# Operations on Sentential Decision Diagrams

I've been recently reading about decision diagrams and their variants and came across sentential decision diagrams (paper here http://reasoning.cs.ucla.edu/fetch.php?id=121&type=pdf). The paper describes a polytime algorithm for combining two SDDs via some boolean operation and I'm having a hard time understanding exactly what the pseudocode is describing.

The first thing that I am failing to understand is the definition of UniqueD(), specifically the case where γ is neither true nor false. What does "the unique SDD with elements γ" mean? Would it be sufficient to use an arbitrary (consistent) mechanism for ordering the elements?

I'm also confused by the wording in the description of the algorithm, namely that "alpha and beta are normalized for the same vtree node". Does this mean the vtrees of both have to fully match? or that they need to cover the same variables?

I'd also appreciate if someone could confirm that my understanding of line 10 of the algorithm is correct. If I'm not misunderstanding, by "is consistent", the author means that the boolean function represented by that SDD has at least 1 satisfying assignment.

I've tried to watch Darwiche's videos on SDDs, but they only really mention the algorithm in passing, and looking at the code of the SDD package did not help me at all. Also, my apologies if this belongs more on the CS stackexchange given the nature of the question. Considering the topic I wasn't sure which site to ask on.

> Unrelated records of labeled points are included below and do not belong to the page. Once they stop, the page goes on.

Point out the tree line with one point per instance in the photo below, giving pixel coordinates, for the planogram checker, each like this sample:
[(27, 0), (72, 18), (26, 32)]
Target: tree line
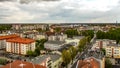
[(113, 34)]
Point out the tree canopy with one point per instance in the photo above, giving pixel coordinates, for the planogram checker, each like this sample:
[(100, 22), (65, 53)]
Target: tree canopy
[(113, 34), (5, 27), (71, 32)]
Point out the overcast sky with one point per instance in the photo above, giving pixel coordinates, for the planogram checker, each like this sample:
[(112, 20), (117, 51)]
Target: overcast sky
[(59, 11)]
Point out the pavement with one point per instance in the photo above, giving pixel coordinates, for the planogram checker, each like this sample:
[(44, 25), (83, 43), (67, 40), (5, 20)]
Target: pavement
[(82, 54)]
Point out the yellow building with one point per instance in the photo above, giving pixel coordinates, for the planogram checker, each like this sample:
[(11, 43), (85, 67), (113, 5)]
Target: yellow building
[(113, 50), (20, 45)]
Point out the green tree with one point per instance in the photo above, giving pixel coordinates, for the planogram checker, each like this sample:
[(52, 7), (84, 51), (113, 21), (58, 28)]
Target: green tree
[(108, 63), (3, 61), (104, 51), (82, 44), (73, 52), (71, 32), (66, 57), (30, 53), (57, 29)]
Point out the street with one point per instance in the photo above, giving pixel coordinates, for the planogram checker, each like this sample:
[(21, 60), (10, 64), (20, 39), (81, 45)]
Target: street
[(81, 55)]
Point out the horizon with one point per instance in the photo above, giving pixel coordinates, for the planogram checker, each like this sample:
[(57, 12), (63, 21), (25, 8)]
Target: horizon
[(59, 11)]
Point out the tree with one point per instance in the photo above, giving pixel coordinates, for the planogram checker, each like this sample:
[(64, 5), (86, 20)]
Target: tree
[(71, 32), (82, 43), (89, 33), (66, 56), (30, 53), (104, 51), (73, 52), (113, 34), (108, 63), (57, 29), (3, 61)]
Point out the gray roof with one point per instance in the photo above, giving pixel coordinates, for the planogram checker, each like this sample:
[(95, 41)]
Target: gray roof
[(55, 42)]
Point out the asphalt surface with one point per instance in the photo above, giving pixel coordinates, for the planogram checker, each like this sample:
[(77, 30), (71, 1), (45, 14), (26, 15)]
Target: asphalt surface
[(82, 54)]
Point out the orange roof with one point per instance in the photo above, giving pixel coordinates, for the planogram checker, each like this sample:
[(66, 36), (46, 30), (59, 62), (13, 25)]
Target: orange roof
[(8, 36), (88, 63), (22, 64), (21, 40)]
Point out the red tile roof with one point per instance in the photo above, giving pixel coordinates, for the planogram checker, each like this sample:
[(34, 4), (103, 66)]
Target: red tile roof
[(22, 64), (8, 36), (50, 33), (21, 40), (88, 63)]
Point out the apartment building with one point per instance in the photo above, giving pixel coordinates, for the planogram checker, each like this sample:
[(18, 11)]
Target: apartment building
[(92, 59), (22, 64), (113, 50), (60, 37), (48, 61), (4, 38), (20, 45), (74, 41), (90, 62), (102, 43), (54, 45)]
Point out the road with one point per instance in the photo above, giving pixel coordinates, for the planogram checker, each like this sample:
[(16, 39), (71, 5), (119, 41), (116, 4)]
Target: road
[(81, 55)]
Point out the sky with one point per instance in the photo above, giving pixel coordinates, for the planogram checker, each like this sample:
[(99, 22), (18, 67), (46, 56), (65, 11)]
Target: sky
[(59, 11)]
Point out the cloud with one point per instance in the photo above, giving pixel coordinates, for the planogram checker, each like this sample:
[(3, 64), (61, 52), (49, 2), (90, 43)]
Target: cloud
[(62, 11), (30, 1)]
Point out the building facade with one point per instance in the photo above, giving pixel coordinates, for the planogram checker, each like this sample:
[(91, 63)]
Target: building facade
[(53, 45), (4, 38), (113, 50), (20, 45), (102, 43)]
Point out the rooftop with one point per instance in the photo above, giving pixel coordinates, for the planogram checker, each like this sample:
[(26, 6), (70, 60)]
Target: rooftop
[(21, 40), (8, 36), (88, 63), (22, 64), (40, 59)]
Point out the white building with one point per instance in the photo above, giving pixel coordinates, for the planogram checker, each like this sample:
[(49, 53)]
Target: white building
[(53, 45), (102, 43), (74, 41), (20, 45), (113, 50), (60, 37), (4, 38)]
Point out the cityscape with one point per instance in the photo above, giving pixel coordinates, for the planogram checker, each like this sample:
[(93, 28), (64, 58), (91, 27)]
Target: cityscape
[(60, 45), (59, 33)]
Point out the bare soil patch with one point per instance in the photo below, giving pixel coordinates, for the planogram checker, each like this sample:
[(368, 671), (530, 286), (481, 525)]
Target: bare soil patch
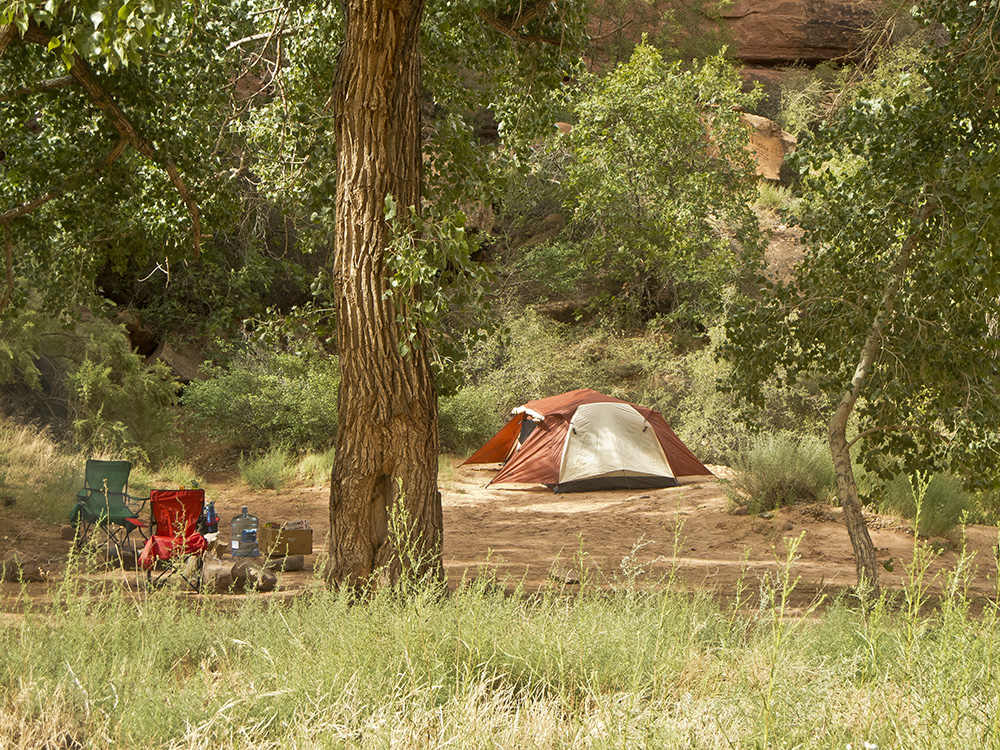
[(530, 538)]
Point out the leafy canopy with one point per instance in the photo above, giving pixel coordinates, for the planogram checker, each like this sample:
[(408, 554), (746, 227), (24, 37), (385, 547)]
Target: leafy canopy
[(899, 188), (658, 187)]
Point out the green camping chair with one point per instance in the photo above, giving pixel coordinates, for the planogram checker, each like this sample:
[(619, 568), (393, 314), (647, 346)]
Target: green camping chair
[(104, 503)]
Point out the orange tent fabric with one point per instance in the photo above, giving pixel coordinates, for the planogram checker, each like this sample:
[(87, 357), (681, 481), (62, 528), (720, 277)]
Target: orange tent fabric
[(539, 458)]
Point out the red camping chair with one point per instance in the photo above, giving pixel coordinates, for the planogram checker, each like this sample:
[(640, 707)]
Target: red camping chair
[(174, 541)]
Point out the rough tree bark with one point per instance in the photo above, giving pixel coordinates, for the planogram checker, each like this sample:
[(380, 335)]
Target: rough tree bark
[(387, 444), (840, 447)]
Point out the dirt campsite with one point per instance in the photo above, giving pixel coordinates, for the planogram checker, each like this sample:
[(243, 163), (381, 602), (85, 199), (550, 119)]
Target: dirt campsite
[(532, 539)]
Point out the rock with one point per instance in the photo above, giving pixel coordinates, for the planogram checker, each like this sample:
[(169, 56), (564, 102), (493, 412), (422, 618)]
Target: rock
[(217, 575), (248, 576), (140, 336), (17, 567), (776, 32), (286, 564), (184, 361), (770, 144), (564, 575)]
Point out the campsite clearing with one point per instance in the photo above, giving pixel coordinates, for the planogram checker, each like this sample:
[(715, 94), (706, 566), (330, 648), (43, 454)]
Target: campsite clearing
[(528, 536)]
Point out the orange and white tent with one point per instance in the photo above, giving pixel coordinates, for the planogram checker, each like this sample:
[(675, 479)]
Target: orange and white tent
[(583, 440)]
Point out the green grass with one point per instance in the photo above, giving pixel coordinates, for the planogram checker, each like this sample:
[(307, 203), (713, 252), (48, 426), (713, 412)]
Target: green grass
[(481, 669), (942, 508), (269, 471)]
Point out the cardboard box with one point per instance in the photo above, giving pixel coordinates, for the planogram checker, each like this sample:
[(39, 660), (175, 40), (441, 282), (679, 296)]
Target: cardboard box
[(278, 542)]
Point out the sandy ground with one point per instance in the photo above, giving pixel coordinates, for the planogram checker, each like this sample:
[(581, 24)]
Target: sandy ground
[(529, 537)]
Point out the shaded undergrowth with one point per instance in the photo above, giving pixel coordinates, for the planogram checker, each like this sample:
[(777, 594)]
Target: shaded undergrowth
[(659, 666)]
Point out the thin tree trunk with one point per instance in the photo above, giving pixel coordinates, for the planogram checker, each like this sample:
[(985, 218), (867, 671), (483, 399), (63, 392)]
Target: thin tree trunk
[(840, 448), (387, 443)]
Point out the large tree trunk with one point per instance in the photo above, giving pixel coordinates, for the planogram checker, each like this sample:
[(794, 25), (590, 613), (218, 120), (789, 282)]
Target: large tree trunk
[(387, 443), (840, 448), (847, 487)]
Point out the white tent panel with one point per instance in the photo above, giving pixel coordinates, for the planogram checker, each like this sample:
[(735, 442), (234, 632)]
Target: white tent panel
[(606, 438)]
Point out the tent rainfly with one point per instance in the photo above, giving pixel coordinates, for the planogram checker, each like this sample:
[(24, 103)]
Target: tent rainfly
[(583, 440)]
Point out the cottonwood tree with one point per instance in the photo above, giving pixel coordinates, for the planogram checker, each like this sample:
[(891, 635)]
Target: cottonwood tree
[(387, 443), (893, 311), (109, 135), (657, 181)]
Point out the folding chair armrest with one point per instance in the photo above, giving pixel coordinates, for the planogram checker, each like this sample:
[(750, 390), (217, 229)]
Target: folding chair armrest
[(136, 503)]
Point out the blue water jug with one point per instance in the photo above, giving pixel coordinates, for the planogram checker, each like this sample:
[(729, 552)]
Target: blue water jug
[(243, 538)]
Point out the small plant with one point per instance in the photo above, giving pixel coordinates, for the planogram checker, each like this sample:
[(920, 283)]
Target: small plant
[(316, 467), (262, 399), (774, 197), (943, 502), (267, 472), (779, 470)]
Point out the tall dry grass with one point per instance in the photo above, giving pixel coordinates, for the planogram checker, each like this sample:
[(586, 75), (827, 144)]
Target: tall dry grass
[(479, 668), (36, 475)]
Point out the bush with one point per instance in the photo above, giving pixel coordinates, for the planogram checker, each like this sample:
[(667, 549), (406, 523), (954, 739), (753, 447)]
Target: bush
[(783, 469), (264, 399), (468, 419), (121, 406), (941, 509), (316, 467), (267, 472)]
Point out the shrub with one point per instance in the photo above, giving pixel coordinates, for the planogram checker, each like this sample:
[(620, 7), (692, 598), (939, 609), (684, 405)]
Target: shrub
[(468, 419), (783, 469), (944, 502), (264, 399), (120, 405), (267, 472)]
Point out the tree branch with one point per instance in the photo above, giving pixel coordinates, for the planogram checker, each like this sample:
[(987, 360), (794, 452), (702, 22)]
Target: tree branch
[(6, 36), (268, 35), (27, 208), (83, 74), (46, 85), (897, 428), (9, 259), (510, 24)]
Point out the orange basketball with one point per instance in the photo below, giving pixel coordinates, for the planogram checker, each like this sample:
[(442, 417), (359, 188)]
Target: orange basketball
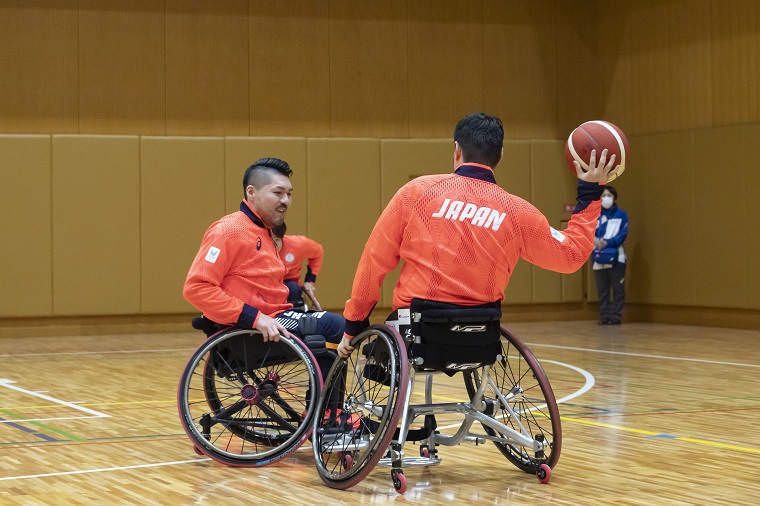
[(598, 135)]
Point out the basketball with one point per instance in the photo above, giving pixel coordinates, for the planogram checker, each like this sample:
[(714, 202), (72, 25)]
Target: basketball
[(598, 135)]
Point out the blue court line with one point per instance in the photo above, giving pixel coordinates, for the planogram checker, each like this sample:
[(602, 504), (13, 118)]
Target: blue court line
[(28, 431)]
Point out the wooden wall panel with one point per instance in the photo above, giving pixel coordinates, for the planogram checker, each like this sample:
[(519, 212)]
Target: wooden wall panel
[(289, 55), (344, 203), (748, 216), (651, 105), (26, 279), (689, 67), (121, 67), (520, 66), (368, 69), (615, 69), (446, 73), (207, 66), (717, 259), (578, 69), (241, 152), (633, 197), (96, 225), (182, 193), (402, 161), (735, 45), (669, 222), (514, 175), (38, 58)]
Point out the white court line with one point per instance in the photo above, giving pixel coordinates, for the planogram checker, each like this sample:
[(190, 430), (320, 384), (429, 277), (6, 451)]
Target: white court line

I try to address your questions one after the other. I agree that the description of the algorithm is really succinct. To understand it better, I would encourage you to parallel this algorithm with the one for OBDD and d-DNNF. The idea is always the same: $$\mathsf{apply}(C,C',\circ)$$ is done by bottom-up dynamic programming where for each pair of nodes $$\alpha \in C, \beta \in C'$$ structured similarly (same variable tested for OBDD or same node in the vtree respected for d-DNNF/SDD), one construct a product gate $$v_{\alpha,\beta}$$ computing $$\alpha \circ \beta$$. It differs a bit for SDD as the circuit is also normalized during this phase. Sidenote: this is exactly the same construction for product automata (DFA or tree automata).
2. "alpha and beta are normalized for the same vtree node": it means that both $$\alpha$$ and $$\beta$$ respects the same node $$v$$ of the vtree. It indeed means that $$\alpha$$ and $$\beta$$ use the same vtree, this is exactly what you need in order to make $$\mathsf{apply}$$ work. It actually is stated in the paper (under the pseudocode): to ensure normalization, if $$\alpha$$ respects $$v$$, then its prime has to respect $$v_l$$ and its subs have to respect $$v_r$$ (the left/right children of $$v$$).